GRACE/GCL2/losses/triplet.py · MIA-GCL

import torch
from .losses import Loss


class TripletMarginSP(Loss):
    def __init__(self, margin: float = 1.0, p: float = 2, *args, **kwargs):
        super(TripletMarginSP, self).__init__()
        self.loss_fn = torch.nn.TripletMarginLoss(margin=margin, p=p, reduction='none')
        self.margin = margin

    def compute(self, anchor, sample, pos_mask, neg_mask=None, *args, **kwargs):
        neg_mask = 1. - pos_mask

        num_pos = pos_mask.to(torch.long).sum(dim=1)
        num_neg = neg_mask.to(torch.long).sum(dim=1)

        dist = torch.cdist(anchor, sample, p=2)  # [num_anchors, num_samples]

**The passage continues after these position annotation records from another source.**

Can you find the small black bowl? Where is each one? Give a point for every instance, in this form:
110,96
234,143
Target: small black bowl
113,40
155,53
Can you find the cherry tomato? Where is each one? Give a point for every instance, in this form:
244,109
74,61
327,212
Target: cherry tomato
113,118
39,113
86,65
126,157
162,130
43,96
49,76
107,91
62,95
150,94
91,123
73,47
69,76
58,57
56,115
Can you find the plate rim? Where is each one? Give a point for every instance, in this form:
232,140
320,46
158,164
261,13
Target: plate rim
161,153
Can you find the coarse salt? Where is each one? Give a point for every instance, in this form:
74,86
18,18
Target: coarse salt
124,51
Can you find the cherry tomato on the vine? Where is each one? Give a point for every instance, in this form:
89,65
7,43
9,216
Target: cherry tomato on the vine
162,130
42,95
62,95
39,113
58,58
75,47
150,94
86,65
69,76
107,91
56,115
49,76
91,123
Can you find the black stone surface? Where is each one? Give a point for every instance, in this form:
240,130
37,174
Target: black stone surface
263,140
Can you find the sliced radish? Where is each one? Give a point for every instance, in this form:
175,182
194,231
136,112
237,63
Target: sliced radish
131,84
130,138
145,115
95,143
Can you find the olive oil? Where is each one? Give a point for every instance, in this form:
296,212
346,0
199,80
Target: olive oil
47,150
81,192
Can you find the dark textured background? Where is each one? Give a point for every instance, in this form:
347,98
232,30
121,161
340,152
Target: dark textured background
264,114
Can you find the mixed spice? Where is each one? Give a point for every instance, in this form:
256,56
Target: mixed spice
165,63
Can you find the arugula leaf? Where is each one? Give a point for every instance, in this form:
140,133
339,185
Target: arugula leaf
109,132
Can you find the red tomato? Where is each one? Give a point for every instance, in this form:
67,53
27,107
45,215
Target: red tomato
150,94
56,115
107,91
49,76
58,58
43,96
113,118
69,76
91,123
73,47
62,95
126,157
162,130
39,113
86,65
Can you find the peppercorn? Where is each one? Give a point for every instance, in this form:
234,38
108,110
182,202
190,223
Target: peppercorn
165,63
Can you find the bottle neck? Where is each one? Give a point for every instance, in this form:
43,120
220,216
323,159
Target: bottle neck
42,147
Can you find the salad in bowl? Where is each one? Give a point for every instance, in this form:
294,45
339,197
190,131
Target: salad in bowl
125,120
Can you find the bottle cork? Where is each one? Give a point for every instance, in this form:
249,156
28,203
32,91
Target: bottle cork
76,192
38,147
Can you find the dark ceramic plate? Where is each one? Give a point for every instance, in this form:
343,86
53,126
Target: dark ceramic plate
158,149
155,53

        pos_dist = pos_mask * dist
        neg_dist = neg_mask * dist

        pos_dist, neg_dist = pos_dist.sum(dim=1), neg_dist.sum(dim=1)

        loss = pos_dist / num_pos - neg_dist / num_neg + self.margin
        loss = torch.where(loss > 0, loss, torch.zeros_like(loss))

        return loss.mean()


class TripletMargin(Loss):
    def __init__(self, margin: float = 1.0, p: float = 2, *args, **kwargs):
        super(TripletMargin, self).__init__()
        self.loss_fn = torch.nn.TripletMarginLoss(margin=margin, p=p, reduction='none')
        self.margin = margin

    def compute(self, anchor, sample, pos_mask, neg_mask=None, *args, **kwargs):
        num_anchors = anchor.size()[0]
        num_samples = sample.size()[0]

        # Key idea here:
        #  (1) Use all possible triples (will be num_anchors * num_positives * num_negatives triples in total)
        #  (2) Use PyTorch's TripletMarginLoss to compute the marginal loss for each triple
        #  (3) Since TripletMarginLoss accepts input tensors of shape (B, D), where B is the batch size,
        #        we have to manually construct all triples and flatten them as an input tensor in the
        #        shape of (num_triples, D).
        #  (4) We first compute loss for all triples (including those that are not anchor - positive - negative), which
        #        will be num_anchors * num_samples * num_samples triples, and then filter them with masks.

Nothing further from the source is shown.